Boris Yelsin’s tennis teacher


To understand why, you must first remember how Russian tennis exploded twenty years ago. At the time of the Soviet Union, this individual and "capitalist" sport was only very moderately appreciated by the elites. At the end of the Cold War, however, that same sport became a status symbol, the favourite hobby of the new bourgeoisie. Boris Yeltsin himself was a big was a fan and instilled a dynamic that enabled tennis to quickly catch up and know its heyday in the new Russia. Young champions had the choice between staying at home or going to a private academy, as it was the case for Marat Safin. But the euphoria didn’t last. In an interview with The Russian Courier in 2012 the president of the Russian Tennis Federation, Shamil Tarpitchev (who is no other than the former coach of Boris Yeltsin) was already pessimistic. "Our training issues appear when our athletes turn 14,” he explained. “Training a 16-year-old cost up to 200 000 dollars a year. At 14, it’s only 50,000 dollars: all losses occur at this time. Due to lack of funding in Russia, 90% of tennis players must stop or travel the world in search of financing. Now, fifteen of our former players represent other countries.” This is the case for example of the Kazakhs Andrey Golubev and Evgeny Korolev, or the Uzbek Denis Istomin, all born in Russia but who chose to take the nationality of a "satellite" country.

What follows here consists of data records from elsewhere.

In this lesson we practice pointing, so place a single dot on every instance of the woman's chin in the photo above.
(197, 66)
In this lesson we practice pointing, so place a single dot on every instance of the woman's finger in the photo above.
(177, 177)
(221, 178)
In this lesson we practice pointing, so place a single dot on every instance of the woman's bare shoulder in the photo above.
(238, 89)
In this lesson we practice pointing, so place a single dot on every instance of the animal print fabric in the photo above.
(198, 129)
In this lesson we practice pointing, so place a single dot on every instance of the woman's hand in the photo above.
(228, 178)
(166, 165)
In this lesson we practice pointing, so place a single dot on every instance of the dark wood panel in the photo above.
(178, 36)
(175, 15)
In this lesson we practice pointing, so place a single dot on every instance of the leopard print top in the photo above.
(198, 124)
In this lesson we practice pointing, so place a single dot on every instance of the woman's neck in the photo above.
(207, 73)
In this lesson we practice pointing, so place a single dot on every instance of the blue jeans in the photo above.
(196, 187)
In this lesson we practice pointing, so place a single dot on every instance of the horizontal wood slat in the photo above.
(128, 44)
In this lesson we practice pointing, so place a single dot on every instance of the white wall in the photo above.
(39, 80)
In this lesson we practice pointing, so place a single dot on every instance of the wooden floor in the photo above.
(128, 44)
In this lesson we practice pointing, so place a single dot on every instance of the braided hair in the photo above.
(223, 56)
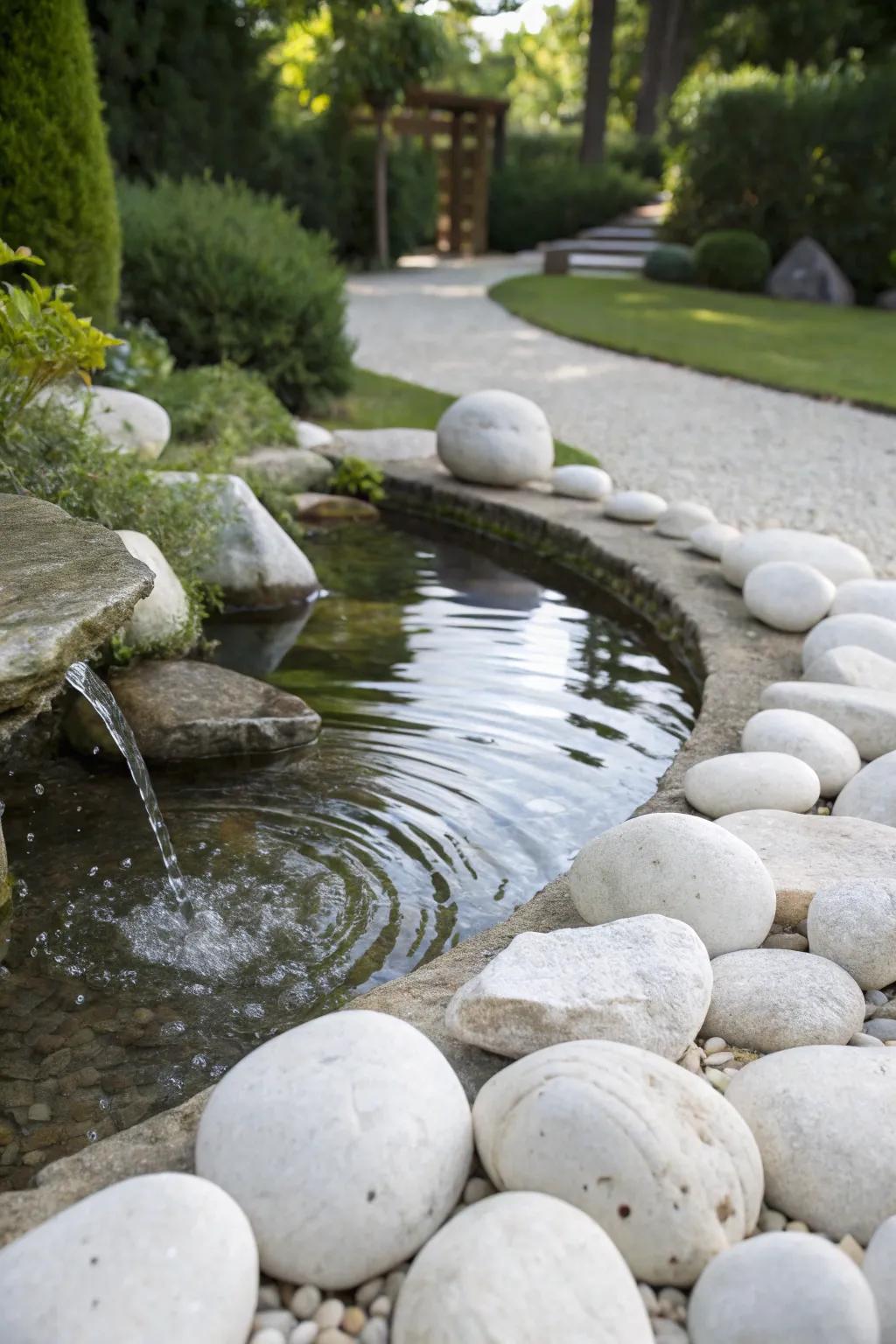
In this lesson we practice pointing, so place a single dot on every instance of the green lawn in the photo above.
(836, 353)
(379, 402)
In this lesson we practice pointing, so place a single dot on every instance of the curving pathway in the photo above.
(757, 456)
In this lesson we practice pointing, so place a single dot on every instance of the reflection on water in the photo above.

Kafelnikov plays golf, Safin into politics


On his part, Patrice Hagelauer thinks that the problem is even greater. "It’s actually structural," says the French national tennis director. « It lacks a clear politic to develop a real detection program, training and progression through youth tournaments. It’s essential and it seems to be a disaster zone. I know Tarpitchev and he seems motivated to develop tennis in Russia, but does he have the necessary means? I wonder... It’s also necessary for former players to get involved, set an example. A Kafelnikov could be at the service of his country, instead he went in the golf... Safin, who's into politics, could perhaps think ahead and take over from Tarpitchev. That would make sense." A small source of hope, which is accompanied by another, because a new talented generation seems to be arising. With Karen Khachanov first, born in 1996, cutting her teeth on minor tournaments (3 victories in Futures and 1 in Challenger in 2015). But above all, there’s the great hope Andrey Rublev, just 18 years old, former winner of the Orange Bowl in 2012 and of the French Open in junior last year, author of an encouraging first season as a professional: a tour passed in Miami, two in Barcelona and a first participation in a Grand Slam, at the US Open, after the qualifying rounds. These two have already integrated the team of Davis Cup by BNP Paribas. They are the promises of tomorrow. Meanwhile, there will be no Russian top seed at the Kremlin Cup in Moscow. The last local who won this tournament was Mikhail Youzhny in 2009.